From c1d2eaf7faf0c18ff1342a4696d5eb419deb35b2 Mon Sep 17 00:00:00 2001
From: Julien Bouquillon <julien.bouquillon@sg.social.gouv.fr>
Date: Thu, 3 Aug 2023 18:07:01 +0200
Subject: [PATCH 2/2] fix

---
 charts/cnpg-cluster/templates/backup-cron.yaml              | 6 +++---
 .../tests/__snapshot__/cnpg-cluster_test.yaml.snap          | 5 ++---
 charts/cnpg-cluster/values.yaml                             | 3 ---
 3 files changed, 5 insertions(+), 9 deletions(-)

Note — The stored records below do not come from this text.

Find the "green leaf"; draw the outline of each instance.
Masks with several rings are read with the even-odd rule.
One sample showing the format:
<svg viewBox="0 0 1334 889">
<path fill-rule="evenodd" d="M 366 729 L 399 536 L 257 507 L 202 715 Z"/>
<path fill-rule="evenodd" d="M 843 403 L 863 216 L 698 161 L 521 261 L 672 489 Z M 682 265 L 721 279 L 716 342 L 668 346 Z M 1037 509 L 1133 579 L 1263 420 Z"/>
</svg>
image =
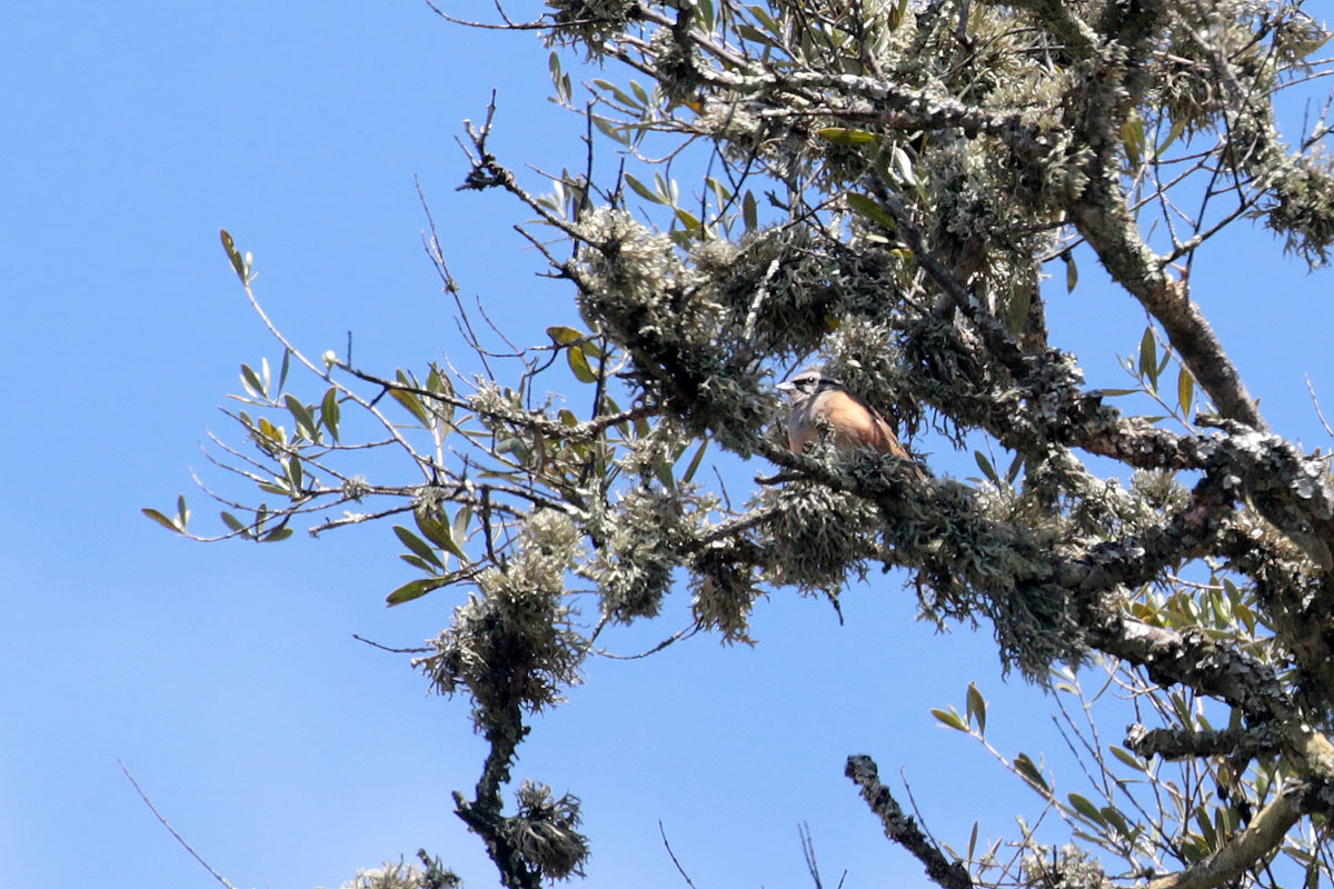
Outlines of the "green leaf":
<svg viewBox="0 0 1334 889">
<path fill-rule="evenodd" d="M 968 726 L 963 721 L 963 717 L 959 716 L 952 706 L 948 710 L 931 710 L 931 716 L 934 716 L 936 721 L 939 721 L 942 725 L 946 725 L 951 729 L 958 729 L 959 732 L 968 730 Z"/>
<path fill-rule="evenodd" d="M 468 538 L 468 521 L 471 520 L 472 504 L 463 504 L 454 516 L 454 524 L 450 525 L 450 545 L 446 546 L 446 549 L 459 557 L 459 561 L 464 562 L 468 561 L 468 557 L 463 554 L 463 546 L 458 541 Z"/>
<path fill-rule="evenodd" d="M 232 240 L 232 236 L 225 228 L 217 229 L 217 233 L 223 239 L 223 249 L 227 252 L 227 259 L 231 261 L 232 269 L 236 272 L 236 277 L 241 280 L 241 284 L 248 284 L 249 276 L 247 273 L 248 269 L 245 268 L 245 259 L 240 255 L 240 251 L 236 249 L 236 241 Z"/>
<path fill-rule="evenodd" d="M 615 125 L 607 123 L 602 117 L 594 117 L 592 119 L 592 125 L 596 127 L 602 132 L 602 135 L 606 136 L 607 139 L 610 139 L 610 140 L 612 140 L 615 143 L 619 143 L 622 145 L 628 145 L 630 144 L 630 136 L 626 135 L 624 128 L 615 127 Z"/>
<path fill-rule="evenodd" d="M 1158 343 L 1153 325 L 1146 327 L 1139 337 L 1139 375 L 1149 380 L 1154 392 L 1158 391 Z"/>
<path fill-rule="evenodd" d="M 1143 764 L 1143 761 L 1141 761 L 1141 758 L 1138 756 L 1135 756 L 1134 753 L 1131 753 L 1130 750 L 1126 750 L 1125 748 L 1119 748 L 1115 744 L 1109 745 L 1107 749 L 1111 750 L 1111 754 L 1114 757 L 1117 757 L 1118 760 L 1121 760 L 1125 765 L 1129 765 L 1135 772 L 1147 772 L 1149 770 L 1149 768 Z"/>
<path fill-rule="evenodd" d="M 283 404 L 287 405 L 287 412 L 292 415 L 293 420 L 296 420 L 296 428 L 300 429 L 301 435 L 304 435 L 311 441 L 315 441 L 317 437 L 317 432 L 315 428 L 315 417 L 311 415 L 311 409 L 307 408 L 304 404 L 301 404 L 301 401 L 296 396 L 291 395 L 283 397 Z"/>
<path fill-rule="evenodd" d="M 1145 156 L 1145 119 L 1133 115 L 1122 124 L 1121 140 L 1126 145 L 1126 157 L 1130 159 L 1131 167 L 1139 167 L 1139 159 Z"/>
<path fill-rule="evenodd" d="M 611 83 L 610 80 L 603 80 L 602 77 L 594 77 L 592 81 L 595 84 L 598 84 L 598 87 L 600 87 L 602 89 L 606 89 L 612 96 L 615 96 L 616 101 L 619 101 L 620 104 L 623 104 L 623 105 L 631 105 L 634 108 L 639 108 L 639 103 L 638 101 L 635 101 L 634 99 L 631 99 L 626 93 L 624 89 L 622 89 L 616 84 Z"/>
<path fill-rule="evenodd" d="M 587 356 L 584 356 L 583 347 L 570 347 L 566 349 L 566 361 L 570 363 L 570 371 L 574 372 L 575 379 L 579 383 L 596 383 L 598 375 L 594 372 L 592 367 L 588 364 Z"/>
<path fill-rule="evenodd" d="M 987 701 L 972 682 L 967 693 L 968 720 L 978 726 L 978 734 L 987 733 Z"/>
<path fill-rule="evenodd" d="M 245 387 L 252 397 L 264 399 L 268 397 L 268 392 L 264 391 L 264 384 L 259 381 L 259 375 L 248 364 L 241 365 L 241 385 Z"/>
<path fill-rule="evenodd" d="M 632 188 L 634 192 L 636 195 L 639 195 L 640 197 L 643 197 L 646 201 L 652 201 L 654 204 L 666 204 L 667 203 L 662 197 L 659 197 L 658 195 L 655 195 L 651 188 L 648 188 L 647 185 L 644 185 L 642 181 L 639 181 L 638 179 L 635 179 L 630 173 L 626 173 L 626 184 L 630 185 L 630 188 Z"/>
<path fill-rule="evenodd" d="M 874 143 L 879 139 L 875 133 L 868 133 L 864 129 L 846 129 L 843 127 L 822 127 L 820 129 L 816 129 L 815 133 L 818 136 L 823 136 L 835 145 L 843 145 L 847 148 L 866 145 L 867 143 Z"/>
<path fill-rule="evenodd" d="M 1174 120 L 1171 129 L 1167 131 L 1167 136 L 1161 143 L 1158 143 L 1158 148 L 1154 149 L 1154 153 L 1162 155 L 1174 141 L 1177 141 L 1181 137 L 1183 132 L 1186 132 L 1186 120 L 1185 119 Z"/>
<path fill-rule="evenodd" d="M 459 510 L 459 514 L 464 514 L 467 509 L 468 508 L 464 506 Z M 443 516 L 444 513 L 440 514 Z M 455 541 L 454 530 L 450 528 L 448 522 L 427 513 L 426 509 L 414 509 L 412 517 L 416 520 L 418 528 L 422 529 L 422 533 L 426 534 L 427 540 L 440 549 L 454 553 L 459 557 L 459 561 L 468 561 L 468 557 L 463 553 L 463 548 Z"/>
<path fill-rule="evenodd" d="M 972 460 L 978 464 L 978 469 L 982 470 L 982 474 L 987 478 L 987 481 L 995 482 L 998 485 L 1000 484 L 1000 476 L 996 474 L 995 466 L 991 465 L 991 461 L 987 460 L 987 456 L 984 453 L 982 453 L 980 450 L 974 450 Z"/>
<path fill-rule="evenodd" d="M 1107 821 L 1102 817 L 1102 812 L 1098 812 L 1098 806 L 1095 806 L 1087 797 L 1071 793 L 1066 798 L 1070 800 L 1070 805 L 1075 812 L 1089 818 L 1098 826 L 1107 826 Z"/>
<path fill-rule="evenodd" d="M 894 217 L 884 212 L 875 200 L 867 197 L 866 195 L 851 193 L 847 196 L 847 205 L 854 213 L 864 219 L 878 223 L 887 228 L 888 231 L 895 231 L 898 225 L 894 223 Z"/>
<path fill-rule="evenodd" d="M 423 425 L 430 425 L 430 415 L 422 407 L 420 399 L 414 393 L 404 392 L 403 389 L 390 389 L 390 396 L 407 408 L 408 413 L 420 420 Z"/>
<path fill-rule="evenodd" d="M 435 554 L 435 550 L 431 549 L 431 546 L 424 540 L 414 534 L 403 525 L 394 525 L 394 533 L 399 536 L 399 540 L 403 541 L 403 545 L 411 549 L 414 554 L 416 554 L 420 558 L 424 558 L 432 565 L 439 566 L 440 570 L 444 570 L 444 562 L 440 561 L 440 557 Z"/>
<path fill-rule="evenodd" d="M 292 489 L 288 492 L 292 497 L 299 497 L 301 493 L 301 461 L 299 457 L 288 457 L 283 461 L 287 469 L 287 480 L 292 482 Z"/>
<path fill-rule="evenodd" d="M 1191 376 L 1190 371 L 1186 368 L 1181 369 L 1177 375 L 1177 401 L 1181 403 L 1181 411 L 1190 419 L 1190 407 L 1195 400 L 1195 377 Z"/>
<path fill-rule="evenodd" d="M 338 424 L 340 413 L 342 409 L 338 405 L 338 389 L 331 387 L 329 391 L 324 393 L 324 400 L 320 401 L 320 423 L 323 423 L 324 428 L 329 431 L 334 441 L 338 441 Z"/>
<path fill-rule="evenodd" d="M 1014 758 L 1014 769 L 1021 777 L 1023 777 L 1023 780 L 1043 793 L 1051 792 L 1051 788 L 1047 786 L 1047 780 L 1042 777 L 1042 772 L 1038 769 L 1037 762 L 1034 762 L 1027 753 L 1021 753 Z"/>
<path fill-rule="evenodd" d="M 422 577 L 419 580 L 411 580 L 392 593 L 384 597 L 384 602 L 391 608 L 394 605 L 402 605 L 403 602 L 411 602 L 414 598 L 422 598 L 432 589 L 439 589 L 450 582 L 448 577 Z"/>
<path fill-rule="evenodd" d="M 916 173 L 912 172 L 912 159 L 899 145 L 890 152 L 894 156 L 894 169 L 908 185 L 916 185 Z"/>
<path fill-rule="evenodd" d="M 691 480 L 695 477 L 695 473 L 699 470 L 699 464 L 703 462 L 704 460 L 704 450 L 707 448 L 708 448 L 708 439 L 704 439 L 703 441 L 699 443 L 699 450 L 696 450 L 695 456 L 691 457 L 690 465 L 686 466 L 686 474 L 680 477 L 680 482 L 683 485 L 688 485 Z"/>
<path fill-rule="evenodd" d="M 145 508 L 145 509 L 140 509 L 139 512 L 144 513 L 145 516 L 148 516 L 149 518 L 152 518 L 153 521 L 156 521 L 159 525 L 161 525 L 163 528 L 165 528 L 167 530 L 173 530 L 177 534 L 181 533 L 180 528 L 176 526 L 176 522 L 173 522 L 171 518 L 168 518 L 163 513 L 157 512 L 156 509 L 147 509 Z"/>
</svg>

diff --git a/charts/cnpg-cluster/templates/backup-cron.yaml b/charts/cnpg-cluster/templates/backup-cron.yaml
index 6d7017e..ef23a2a 100644
--- a/charts/cnpg-cluster/templates/backup-cron.yaml
+++ b/charts/cnpg-cluster/templates/backup-cron.yaml
@@ -58,9 +58,9 @@ spec:
                     secretKeyRef:
                       name: {{ include "cnpg-cluster.fullname" $ }}-superuser
                       key: username
+                - name: PGDATABASE
+                  value: {{ .Values.dbName }}
                 - name: PGHOST
                   value: {{ include "cnpg-cluster.fullname" $ }}-r
-              envFrom:
-                - secretRef:
-                    name: {{ .Values.backup.sqlDumpPgSecret }}
+
 {{- end}}
diff --git a/charts/cnpg-cluster/tests/__snapshot__/cnpg-cluster_test.yaml.snap b/charts/cnpg-cluster/tests/__snapshot__/cnpg-cluster_test.yaml.snap
index f107bc6..2bbd706 100644
--- a/charts/cnpg-cluster/tests/__snapshot__/cnpg-cluster_test.yaml.snap
+++ b/charts/cnpg-cluster/tests/__snapshot__/cnpg-cluster_test.yaml.snap
@@ -46,11 +46,10 @@ cluster with enabled backup and recovery:
                       secretKeyRef:
                         key: username
                         name: RELEASE-NAME-cnpg-cluster-superuser
+                  - name: PGDATABASE
+                    value: app
                   - name: PGHOST
                     value: RELEASE-NAME-cnpg-cluster-r
-                envFrom:
-                  - secretRef:
-                      name: pg-user-app
                 image: ghcr.io/socialgouv/docker/s3-client:1
                 imagePullPolicy: IfNotPresent
                 name: s3-client
diff --git a/charts/cnpg-cluster/values.yaml b/charts/cnpg-cluster/values.yaml
index bfd66cc..fdd94bb 100644
--- a/charts/cnpg-cluster/values.yaml
+++ b/charts/cnpg-cluster/values.yaml
@@ -78,9 +78,6 @@ backup:
   # -- Schedule the SQL dump backups, for instance every Sunday
   sqlDumpSchedule: "0 0 * * 0"
 
-  # -- Secret where pg_dump will look for DB credentials
-  sqlDumpPgSecret:
-
   # -- RetentionPolicy is the retention policy to be used for backups and WALs (i.e. '60d').
   # The retention policy is expressed in the form of XXu where XX is a positive integer and
   # u is in [dwm] - days, weeks, months.